Para a esposa, era como se existissem dois James Fallon convivendo num único homem.
"Sou
casada com duas pessoas, uma é inteligente, engraçada e afetuosa. A
outra é um sujeito perverso, de quem eu não gosto", disse a mulher do
neurologista em uma entrevista para a TV.
"Tenho
muito jeito para lidar com estranhos, faço muita caridade. Mas sou uma
decepção como marido. Posso ver um bebê que não conheço e ficar com os
olhos cheios de lágrimas, mas não sinto uma conexão emocional profunda
com minha própria família", diz.
Fallon
descreveu alguns dos traços típicos de um psicopata: "Psicopatas
possuem um narcisismo agressivo, charme, desenvoltura aliada a
superficialidade, senso de superioridade, tendência a manipular, são
emocionalmente rasos, não sentem culpa, remorso ou vergonha".
"Podem ser magnânimos e generosos, mas são emocionalmente frios", afirma.
Teria Hitler, por exemplo, sido um psicopata?
"Não.
Hitler era capaz de sentir empatia pelas pessoas e tinha
relacionamentos próximos, então eu diria que ele não era um psicopata.
Já Stalin, por exemplo, tenho quase certeza de que sim. Ele não era
próximo nem dos próprios filhos", observa.
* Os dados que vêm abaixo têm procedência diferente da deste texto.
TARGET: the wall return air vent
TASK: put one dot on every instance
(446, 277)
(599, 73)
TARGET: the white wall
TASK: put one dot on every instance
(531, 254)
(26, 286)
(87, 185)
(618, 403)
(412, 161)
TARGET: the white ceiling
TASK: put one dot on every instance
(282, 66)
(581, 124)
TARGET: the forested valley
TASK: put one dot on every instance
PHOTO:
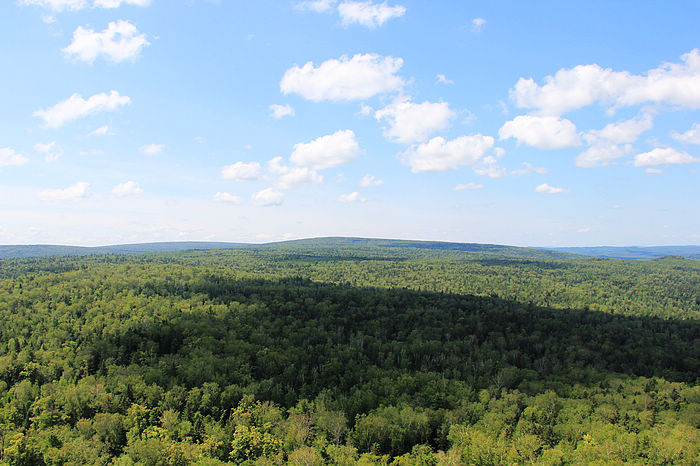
(336, 353)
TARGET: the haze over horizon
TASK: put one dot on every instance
(547, 124)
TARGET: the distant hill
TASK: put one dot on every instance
(635, 252)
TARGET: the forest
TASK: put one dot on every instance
(335, 352)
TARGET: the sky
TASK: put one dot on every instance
(541, 123)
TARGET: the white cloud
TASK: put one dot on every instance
(488, 166)
(351, 197)
(478, 24)
(101, 131)
(467, 186)
(692, 136)
(76, 191)
(268, 197)
(292, 177)
(227, 197)
(663, 156)
(50, 150)
(241, 171)
(368, 14)
(152, 149)
(327, 151)
(369, 181)
(547, 189)
(442, 79)
(319, 6)
(129, 188)
(528, 170)
(74, 5)
(542, 132)
(119, 42)
(10, 158)
(279, 111)
(344, 79)
(583, 85)
(440, 155)
(602, 154)
(410, 122)
(621, 132)
(75, 107)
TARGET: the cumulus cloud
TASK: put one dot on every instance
(119, 42)
(76, 191)
(279, 111)
(544, 188)
(368, 14)
(351, 197)
(127, 189)
(478, 24)
(327, 151)
(692, 136)
(663, 156)
(268, 197)
(241, 171)
(543, 132)
(292, 177)
(344, 79)
(76, 107)
(467, 186)
(583, 85)
(74, 5)
(410, 122)
(50, 150)
(439, 154)
(152, 149)
(227, 197)
(10, 158)
(369, 181)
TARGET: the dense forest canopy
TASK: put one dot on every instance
(348, 354)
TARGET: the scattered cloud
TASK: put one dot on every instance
(127, 189)
(75, 5)
(10, 158)
(327, 151)
(268, 197)
(467, 186)
(478, 24)
(227, 197)
(279, 111)
(292, 177)
(152, 149)
(51, 151)
(409, 122)
(368, 14)
(663, 156)
(101, 131)
(76, 191)
(360, 77)
(583, 85)
(439, 154)
(351, 197)
(544, 188)
(692, 136)
(76, 107)
(369, 181)
(241, 171)
(119, 42)
(442, 79)
(543, 132)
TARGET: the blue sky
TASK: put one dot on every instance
(525, 123)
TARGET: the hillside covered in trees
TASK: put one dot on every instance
(349, 353)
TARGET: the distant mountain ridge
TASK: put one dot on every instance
(631, 252)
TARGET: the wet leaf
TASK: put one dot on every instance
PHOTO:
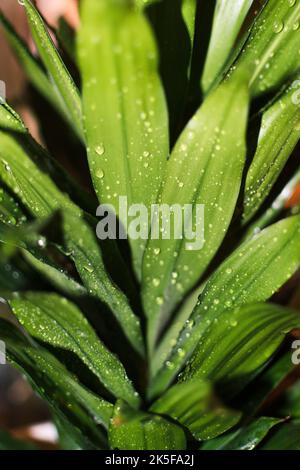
(125, 113)
(194, 406)
(136, 430)
(273, 256)
(205, 169)
(55, 320)
(244, 438)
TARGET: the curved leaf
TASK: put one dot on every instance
(194, 406)
(205, 168)
(52, 381)
(272, 256)
(232, 350)
(135, 430)
(279, 134)
(62, 81)
(125, 113)
(40, 195)
(270, 54)
(245, 438)
(31, 66)
(56, 321)
(228, 19)
(287, 437)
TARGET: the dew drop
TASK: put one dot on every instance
(278, 26)
(100, 150)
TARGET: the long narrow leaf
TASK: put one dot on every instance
(124, 107)
(205, 168)
(272, 255)
(132, 430)
(62, 80)
(228, 19)
(56, 321)
(279, 134)
(194, 406)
"A capacidade - ou não - de sentir empatia é essencial para se establecer se uma pessoa é um psicopata", diz o neurologista.
Amor de mãe
James
Fallon diz não ter dúvidas de que foi o amor da família que impediu que
ele realizasse seu "potencial" e se tornasse um criminoso violento.
"Sou
uma pessoa agressiva e vingativa, gosto de manipular as pessoas, sinto
prazer no poder. Mas todos foram tão amorosos comigo, tenho uma mãe
afetuosa e uma esposa maravilhosa", afirma.
"Além
disso, não tive experiências de abandono, abuso ou traumas violentos na
infância. Tudo isso neutralizou minha biologia", relata.
O
neurologista confessou que não teria feito essa afirmação cinco anos
antes. "Eu costumava achar que a genética era tudo. Hoje, estou
convencido de que a biologia é importante, mas a genética pode ser
modificada pelo meio ambiente", diz.
Gene X meio
As
revelações de James Fallon, descritas no seu livro e em palestras -
algumas disponíveis na internet - revivem um debate que há muito intriga
especialistas: somos produto da nossa herança genética ou do meio em
que vivemos?
Para
o neurologista da USP e do Hospital Sírio Libanês Eduardo Mutarelli, o
caso de Fallon reforça o papel da sociedade (ou seja, do meio) na
formação do indivíduo. E ajuda a combater uma certa tendência
"determinista" na forma como nosso potencial genético vem sendo
interpretado por médicos hoje.
"A genética hoje trabalha muito com probabilidades, com potencial genético e fatores de risco", disse Mutarelli.
O médico citou como exemplo doenças como o mal de Alzheimer ou o mal de Parkinson.
"Com
o conhecimento atual, sabemos que existe uma certa carga genética
associada a essas doenças. Mas você carrega um certo fator de risco e
isso vai se transformar em doença caso outras coisas contribuam para
isso", explicou.
"Você não se cuida, não come direito, esses são fatores de risco para que a pessoa venha a desenvolver a doença", observa.
Mas
trazendo a discussão de volta para o caso de James Fallon, Mutarelli
faz uma ressalva: "No caso dele, se ele tem um exame de imagem de
cérebro que é igual ao de um psicopata, ele só não é psicopata porque
foi bem educado".
"O
lobo frontal está desregulado, a alteração existe na experiência dele e
a ressonância mostra a alteração, ou seja o gene foi ativado. Ele só
não é um serial killer por causa da família", reforçou o professor.
E concluindo: "O jeito de mudar o mundo é educando".